Saptanan geçit nedeniyle yükümlü taşınmaz malikine ödenmesi gereken bedel taşınmazın niteliği gözetilerek uzman bilirkişiler aracılığı ile objektif kıstaslar esas alınarak belirlenmelidir. Bu bedel de hükümden önce depo ettirilmelidir. Hemen belirtmek gerekir ki, bedelin belirlenmesinden sonra hüküm tarihine kadar taşınmazın değerinde önemli derecede değişim yaratabilecek uzunca bir süre geçmiş veya bedel tespitinden sonra yörede taşınmazın değerini artıracak değişiklikler meydana gelmiş olabilir.
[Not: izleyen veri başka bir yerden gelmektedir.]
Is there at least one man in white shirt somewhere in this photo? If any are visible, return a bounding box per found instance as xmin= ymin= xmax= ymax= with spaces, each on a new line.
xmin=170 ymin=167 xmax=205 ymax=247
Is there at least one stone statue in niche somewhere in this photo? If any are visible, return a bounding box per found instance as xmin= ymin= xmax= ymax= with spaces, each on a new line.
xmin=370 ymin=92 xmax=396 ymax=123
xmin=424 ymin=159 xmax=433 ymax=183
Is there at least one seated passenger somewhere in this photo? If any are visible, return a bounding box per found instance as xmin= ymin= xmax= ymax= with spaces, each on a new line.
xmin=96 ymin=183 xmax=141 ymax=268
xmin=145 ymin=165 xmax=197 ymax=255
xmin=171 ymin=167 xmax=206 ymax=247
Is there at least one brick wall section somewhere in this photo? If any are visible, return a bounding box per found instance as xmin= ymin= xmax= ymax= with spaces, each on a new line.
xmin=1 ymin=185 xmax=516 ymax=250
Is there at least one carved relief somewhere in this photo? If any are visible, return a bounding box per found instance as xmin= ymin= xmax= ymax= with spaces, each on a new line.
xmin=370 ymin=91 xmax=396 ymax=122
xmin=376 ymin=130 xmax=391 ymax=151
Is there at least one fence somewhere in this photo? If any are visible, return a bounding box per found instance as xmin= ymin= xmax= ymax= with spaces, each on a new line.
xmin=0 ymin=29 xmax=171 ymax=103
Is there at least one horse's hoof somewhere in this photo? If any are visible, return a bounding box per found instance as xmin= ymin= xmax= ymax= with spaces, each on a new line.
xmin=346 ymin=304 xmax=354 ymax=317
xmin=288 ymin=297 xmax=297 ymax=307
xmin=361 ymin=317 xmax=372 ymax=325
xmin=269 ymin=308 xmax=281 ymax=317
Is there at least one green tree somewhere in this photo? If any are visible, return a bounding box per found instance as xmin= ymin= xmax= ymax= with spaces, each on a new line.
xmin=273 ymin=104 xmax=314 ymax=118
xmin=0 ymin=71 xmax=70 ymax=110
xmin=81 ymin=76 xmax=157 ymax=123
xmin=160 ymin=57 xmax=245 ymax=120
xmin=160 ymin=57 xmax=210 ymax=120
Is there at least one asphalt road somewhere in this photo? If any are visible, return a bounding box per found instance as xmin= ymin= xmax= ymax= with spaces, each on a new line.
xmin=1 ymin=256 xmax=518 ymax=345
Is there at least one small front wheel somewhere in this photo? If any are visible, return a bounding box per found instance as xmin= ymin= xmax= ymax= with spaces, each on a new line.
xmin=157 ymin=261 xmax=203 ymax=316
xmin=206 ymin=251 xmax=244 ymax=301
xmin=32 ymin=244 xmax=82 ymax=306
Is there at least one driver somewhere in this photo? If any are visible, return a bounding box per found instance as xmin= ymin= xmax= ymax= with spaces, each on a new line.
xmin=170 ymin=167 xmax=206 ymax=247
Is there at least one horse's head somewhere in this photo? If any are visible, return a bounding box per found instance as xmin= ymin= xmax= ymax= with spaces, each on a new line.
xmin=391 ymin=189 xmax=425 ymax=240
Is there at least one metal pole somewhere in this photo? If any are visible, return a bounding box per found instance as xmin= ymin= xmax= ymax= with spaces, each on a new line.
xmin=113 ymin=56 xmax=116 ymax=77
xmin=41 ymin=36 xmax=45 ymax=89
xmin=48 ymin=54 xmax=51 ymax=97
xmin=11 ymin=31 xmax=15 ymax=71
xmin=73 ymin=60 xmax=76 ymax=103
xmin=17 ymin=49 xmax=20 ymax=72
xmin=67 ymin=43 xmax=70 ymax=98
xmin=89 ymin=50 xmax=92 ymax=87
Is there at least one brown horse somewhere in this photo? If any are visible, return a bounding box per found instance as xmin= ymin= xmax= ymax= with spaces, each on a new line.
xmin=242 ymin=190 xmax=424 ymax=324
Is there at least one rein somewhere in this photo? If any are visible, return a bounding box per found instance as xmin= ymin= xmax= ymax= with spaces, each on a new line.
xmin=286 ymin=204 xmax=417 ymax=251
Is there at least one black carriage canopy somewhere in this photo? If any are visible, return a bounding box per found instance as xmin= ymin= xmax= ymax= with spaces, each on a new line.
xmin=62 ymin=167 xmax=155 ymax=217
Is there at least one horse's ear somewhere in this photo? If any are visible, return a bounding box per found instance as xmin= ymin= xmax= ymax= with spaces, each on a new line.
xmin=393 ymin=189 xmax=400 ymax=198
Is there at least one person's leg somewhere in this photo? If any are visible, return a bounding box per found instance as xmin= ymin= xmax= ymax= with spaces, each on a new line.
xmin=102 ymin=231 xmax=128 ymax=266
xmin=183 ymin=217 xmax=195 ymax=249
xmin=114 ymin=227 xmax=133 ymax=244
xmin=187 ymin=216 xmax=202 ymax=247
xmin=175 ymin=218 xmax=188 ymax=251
Bu gibi durumlarda mülkiyet hakkı kısıtlanan taşınmaz malikinin mağduriyetine neden olmamak ve diğer tarafın hakkın kötüye kullanılması sonucunu doğuracak olası davranışlarını önlemek için hüküm tarihine yakın yeni bir değer tespiti yapılması da gerekebilir.
Kurulan geçit hakkının Türk Medeni Kanununun 748/3 ve 1012. maddesi ile yeni Tapu Sicil Tüzüğünün "İrtifak hakları ve taşınmaz yükünün tescili" başlıklı 30. maddesi gereğince kütük sayfasında ayrılan özel sütununa tesciline karar verilmelidir.
Geçit hakkı kurulmasına ilişkin davalarda davanın niteliği gereği yargılama giderleri davacı üzerinde bırakılmalıdır.
Yukarıda açıklanan genel ilkeler ışığında somut olaya gelince; mahkemece bozma ilamına uyulduğu halde bozma ilamının gereklerinin yerine getirilmemesi hükmün bozulmasını gerektirmiştir. Şöyle ki;
yararına geçit talep edilen ...,... parsel sayılı taşınmazın geçit ihtiyacı içinde bulunduğu anlaşılmaktadır. Ancak, yararına geçit istenen taşınmaz lehine kurulan geçit irtifakının, davalılardan Hazinenin mülkiyetinde olan 117 ada, 45 parsel sayılı taşınmazı üç parçaya bölecek biçimde tesis edildiği görülmektedir. Geçit davalarında aleyhine geçit kurulan parsellerin ekonomik kullanım bütünlüklerinin korunması gerekirken, aleyhine geçit kurulan taşınmazın kullanım şekli ve ekonomik bütünlüğü bozulacak şekilde kurulan geçitin kesintisiz olması gerektiği hususu da gözardı edilerek hüküm kurulması doğru görülmemiştir.
O halde; mahkemece kesintisizlik ilkesine uyularak ve davalı parsel bölünmeyecek şekilde, mümkünse diğer alternatifler üzerinden, gerekirse teraslama yapılarak geçit tesis edilmesinin düşünülmesi gerekirken, belirtilen hususlar üzerinde durulmadan eksik inceleme ile yazılı şekilde karar verilmesi doğru görülmemiş, bu nedenle hükmün bozulması gerekmiştir.
SONUÇ: Yukarıda açıklanan nedenlerle temyiz itirazlarının kabulü ile hükmün BOZULMASINA, peşin yatırılan harcın yatırana iadesine, kararın tebliğinden itibaren 15 gün içinde karar düzeltme yolu açık olmak üzere 10.02.2022 tarihinde oy birliği ile karar verildi.